Neil Young’s fuzz guitar and ragged attack are another touchstone for Dollbaum; the opening of “All Is Well” sounds like a lost CSN&Y track, with the stinging electric notes splashing acid on the folksy multi-tracked harmony. “Well, when you fall asleep after everything so lonely you can barely speak/I got two legs to walk away from everything” is an ode to rambling that’s practically paralyzed, and on-the-road travelogue as spaced-out dark night of the soul. The classic rock swagger is observed from a distance of indie self-doubt. The result isn’t but clinical, like Dollbaum’s got his own hopelessness strapped down on an operating table, and each warble that comes out of his throat is a scalpel.

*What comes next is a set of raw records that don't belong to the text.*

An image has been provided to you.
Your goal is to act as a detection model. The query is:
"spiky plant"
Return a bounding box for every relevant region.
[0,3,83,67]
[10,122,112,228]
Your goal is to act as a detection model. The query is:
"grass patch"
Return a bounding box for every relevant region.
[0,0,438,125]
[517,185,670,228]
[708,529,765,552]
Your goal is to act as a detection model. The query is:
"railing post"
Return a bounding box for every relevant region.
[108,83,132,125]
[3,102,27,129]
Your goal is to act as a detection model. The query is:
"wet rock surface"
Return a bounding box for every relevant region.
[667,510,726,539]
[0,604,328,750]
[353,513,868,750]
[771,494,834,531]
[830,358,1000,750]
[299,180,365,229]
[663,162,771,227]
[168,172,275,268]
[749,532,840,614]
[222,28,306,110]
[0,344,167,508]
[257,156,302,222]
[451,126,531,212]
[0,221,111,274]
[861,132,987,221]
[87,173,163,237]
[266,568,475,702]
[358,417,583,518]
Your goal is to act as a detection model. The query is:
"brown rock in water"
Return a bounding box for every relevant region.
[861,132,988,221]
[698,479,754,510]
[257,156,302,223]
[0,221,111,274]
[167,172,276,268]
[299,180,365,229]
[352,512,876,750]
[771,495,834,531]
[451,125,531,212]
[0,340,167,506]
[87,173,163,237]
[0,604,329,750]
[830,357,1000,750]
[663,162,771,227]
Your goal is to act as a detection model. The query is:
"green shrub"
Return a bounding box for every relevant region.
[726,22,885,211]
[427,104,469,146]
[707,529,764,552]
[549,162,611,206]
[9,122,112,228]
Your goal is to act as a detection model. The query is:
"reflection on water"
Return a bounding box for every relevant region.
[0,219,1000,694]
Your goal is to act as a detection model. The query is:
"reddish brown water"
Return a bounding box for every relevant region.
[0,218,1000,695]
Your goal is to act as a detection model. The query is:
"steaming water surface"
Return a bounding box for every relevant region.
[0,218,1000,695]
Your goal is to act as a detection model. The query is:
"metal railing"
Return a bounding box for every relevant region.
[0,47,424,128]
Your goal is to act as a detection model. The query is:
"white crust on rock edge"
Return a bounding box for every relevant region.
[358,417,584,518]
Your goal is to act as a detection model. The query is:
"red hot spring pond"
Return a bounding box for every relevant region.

Dollbaum doesn’t address Covid or Trump explicitly. But pulling roots rock and singer-songwriter folk off the blacktop to stagger bleary-eyed a few more miles down the road feels like it’s of the moment. The loudest, most propulsive song here, “Gold Teeth,” is an anthemic love song to a plague. “I walk hand in hand with my death/She’s the only thing I need/I breathe her breath/She breathes mine, look what it does to me.” The angry minor chords are a rattle in the lungs, as the titular gold teeth crack and break on life’s grit. Defiance is barely distinguishable from despair. “Heaven’s just something I hold on to/To keep from being lost.”

That last line is from “Strange,” a song that feels like Nick Drake channeling some of Nirvana’s soft/harsh/soft dynamics. Alienation starts gently, wanders around, and builds up a thunderhead of desperation before collapsing back into a sigh. “Never, never give up/On the things that make you less alone” could be an inspirational message or much less of one, depending on who you’re talking to and who’s listening. Dollbaum’s high lonesome voice, borrowed from Hank Williams by way of Jimmie Dale Gilmore, doesn’t offer many clues; it sounds like he’d be talking to himself no matter how many people have gathered around to listen.

Fans of retro rootsiness are pledged to legacy artists—like Springsteen—whose music, whatever its original mode, is somewhat sweetened now with the comfort of nostalgia. Who wants to have their nose rubbed in the hollow wasteland we’re currently inhabiting? For those who experience bleakness as a balm of sorts, though, Wellswood is a quiet triumph, and one of the best albums of a year that needs as many high points as it can get.